PTSB raises €400m in deal secured against its UK portfolio
State-owned Permanent TSB (PTSB) borrowed €400m this week, raising the cash in a deal secured against a share of its stock of UK mortgages.
Permanent TSB is the last of the bailed-out banks that is still not borrowing on the bond markets, but the recent deal shows it can raise cash from private deals where UK mortgage assets are pledged as security.
The latest deal brings to €1bn the amount of new debt raised by the bank so far this year.
The bank has raised €3.6bn this year when refinancing of some debt is included.
Financial details, including the cost of the new borrowing have not been revealed, but the banks says the debt is being raised at market rates.
Last week ratings agency Moody's downgraded PTSB, citing "uncertainty and risks", to B3 from B1.
PTSB became the last and smallest of the Irish-owned bank to survive the banking crisis after the EU and IMF approved the Government's decision not to shut it down last year.
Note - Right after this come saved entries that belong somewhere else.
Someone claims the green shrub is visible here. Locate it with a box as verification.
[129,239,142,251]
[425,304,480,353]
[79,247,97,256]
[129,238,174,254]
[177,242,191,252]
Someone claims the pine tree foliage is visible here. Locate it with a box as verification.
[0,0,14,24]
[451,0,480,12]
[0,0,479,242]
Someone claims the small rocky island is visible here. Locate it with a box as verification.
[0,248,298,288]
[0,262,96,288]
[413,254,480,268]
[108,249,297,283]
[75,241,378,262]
Earlier this year the bank announced its intention to dramatically increase lending including for home loans in 2013 for the first time since the property crash.
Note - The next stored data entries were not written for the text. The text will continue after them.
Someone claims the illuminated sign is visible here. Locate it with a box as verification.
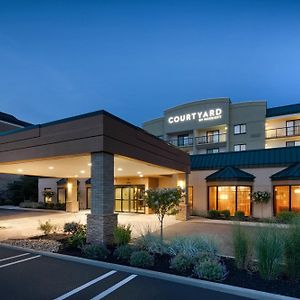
[168,108,222,124]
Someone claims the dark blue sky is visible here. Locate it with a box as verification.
[1,0,300,126]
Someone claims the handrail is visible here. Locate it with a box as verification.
[266,125,300,139]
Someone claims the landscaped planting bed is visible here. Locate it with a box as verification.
[4,220,300,298]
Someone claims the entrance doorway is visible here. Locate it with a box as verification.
[115,185,145,213]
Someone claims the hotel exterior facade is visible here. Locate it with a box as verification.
[0,97,300,225]
[143,98,300,218]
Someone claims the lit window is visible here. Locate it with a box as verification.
[234,144,246,152]
[207,148,219,154]
[286,141,300,147]
[274,185,300,214]
[208,185,251,216]
[234,124,246,135]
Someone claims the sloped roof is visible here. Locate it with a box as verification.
[191,146,300,170]
[266,103,300,118]
[0,111,31,127]
[57,178,67,185]
[206,166,255,182]
[85,178,91,185]
[271,163,300,181]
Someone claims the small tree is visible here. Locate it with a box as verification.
[144,187,183,240]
Meanwhile, the UK-based Lloyds Banking Group said it set aside £1.2bn (€1.4bn) to cover loan losses in Ireland last year, just a third of the amount set aside in 2011.
The loans are mainly a legacy of Lloyds' takeover of Bank of Scotland (Ireland), which no longer does business here but was a major lender during the property bubble.
Lloyds said the pace of new impairments on Irish loans has slowed to 1.6pc in 2012 from 4.1pc a year earlier.
The bank has a reputation for dealing with its Irish losses.
Last year it sold €1.8bn of Irish property loans for just €149m to US investor Apollo Global Management.